Talented TV and film actor Raqesh Bapat has, for the moment, left Hindi TV, and is concentrating on Marathi cinema.
“I have even shifted base to Pune. There are 2 projects, one is a historical (Sarsenapati Hambirrao), and the other is my home production.” Till date, he has done four or five films (Sarv Mangal Savdhan, Mumbai Apli Aahe, etc.) in this west Indian language.
“Marathi film industry is the most sorted industry, with great concepts, made from the heart. Our topics make you ponder. Being a passionate creative guy myself, I love to work with people who love the art and not the frills.”
“The only difference between Bollywood and Marathi cinema is that the former uses different storytelling techniques, while we concentrate more on the tale itself.”
“The biggest challenge is revenue and reach, unlike other regional film industries like Punjabi, which find takers in Canada, US and Australia as well. We are limited to our home state.”
“Having said that, we are slowly going global. Also, our stature is on the rise, having won National Film Awards.”
“Last but not the least, given limited budgets, we need to be much more meticulous before going on the floors, unlike Hindi, where mostly scripts are written on set.”
“As a producer, I hope to make Marathi web series as well. The OTT scene will open more revenue vistas for us.”

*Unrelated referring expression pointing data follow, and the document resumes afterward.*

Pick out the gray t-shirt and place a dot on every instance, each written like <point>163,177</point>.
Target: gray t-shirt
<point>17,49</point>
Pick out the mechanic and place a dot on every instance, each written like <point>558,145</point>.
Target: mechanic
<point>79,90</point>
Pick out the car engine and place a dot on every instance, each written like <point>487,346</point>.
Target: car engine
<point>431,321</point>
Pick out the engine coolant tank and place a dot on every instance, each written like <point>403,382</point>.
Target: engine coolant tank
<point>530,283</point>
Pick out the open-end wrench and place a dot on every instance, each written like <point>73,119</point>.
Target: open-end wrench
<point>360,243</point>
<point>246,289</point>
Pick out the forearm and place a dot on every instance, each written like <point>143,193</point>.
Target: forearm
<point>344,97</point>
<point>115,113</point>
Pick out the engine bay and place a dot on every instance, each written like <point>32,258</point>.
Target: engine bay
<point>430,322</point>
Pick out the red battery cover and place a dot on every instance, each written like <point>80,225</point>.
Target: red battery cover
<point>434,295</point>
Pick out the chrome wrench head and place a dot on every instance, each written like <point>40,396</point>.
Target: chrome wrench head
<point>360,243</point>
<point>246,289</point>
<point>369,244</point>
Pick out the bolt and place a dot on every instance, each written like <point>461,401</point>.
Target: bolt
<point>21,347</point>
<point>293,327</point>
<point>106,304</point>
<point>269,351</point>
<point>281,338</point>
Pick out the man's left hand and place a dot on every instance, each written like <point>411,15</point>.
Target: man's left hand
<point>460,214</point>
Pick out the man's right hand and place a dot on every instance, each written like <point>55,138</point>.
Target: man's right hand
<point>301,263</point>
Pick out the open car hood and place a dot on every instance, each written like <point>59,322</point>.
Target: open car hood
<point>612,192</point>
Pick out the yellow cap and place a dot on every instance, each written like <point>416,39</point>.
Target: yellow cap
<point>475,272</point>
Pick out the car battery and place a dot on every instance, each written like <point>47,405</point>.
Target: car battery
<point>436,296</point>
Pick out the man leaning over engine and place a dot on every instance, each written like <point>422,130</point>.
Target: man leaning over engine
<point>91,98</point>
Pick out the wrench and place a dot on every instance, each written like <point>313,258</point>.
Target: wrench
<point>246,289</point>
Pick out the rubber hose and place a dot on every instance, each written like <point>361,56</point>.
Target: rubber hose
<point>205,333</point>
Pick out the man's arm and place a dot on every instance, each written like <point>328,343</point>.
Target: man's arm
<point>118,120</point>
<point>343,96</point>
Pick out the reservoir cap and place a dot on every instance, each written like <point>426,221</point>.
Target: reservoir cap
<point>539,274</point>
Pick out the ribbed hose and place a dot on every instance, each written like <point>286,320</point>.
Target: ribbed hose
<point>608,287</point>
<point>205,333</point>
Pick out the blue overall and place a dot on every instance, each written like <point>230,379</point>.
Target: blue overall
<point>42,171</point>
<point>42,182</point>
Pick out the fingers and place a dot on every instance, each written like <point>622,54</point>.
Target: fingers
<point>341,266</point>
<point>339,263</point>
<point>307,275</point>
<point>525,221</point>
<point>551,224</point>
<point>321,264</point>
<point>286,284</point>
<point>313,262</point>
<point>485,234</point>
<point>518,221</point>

Shifting gears to his personal life, Raqesh is about to split with his wife Riddha Dogra. They had come together during the shoot of Maryada: Lekin Kab Tak?
“As you all know, we have started divorce proceedings.”
“There is no bad blood, we are best friends even now. I think relations between us are better now, as we are in a happier space.”
“Love remains, it’s just that its definitions change over the years. She is still special and will always remain.”
“You don’t need to be married to love the other. Two friends can continue to care for each other as before.”
Point out that many other divorces get messy, and he says, “It is not needed. We got into this thing together and have mutually decided to part ways, for over time, we came to realise that we had different creative interests.”
“It is always good to let nature take its own course,” ended he.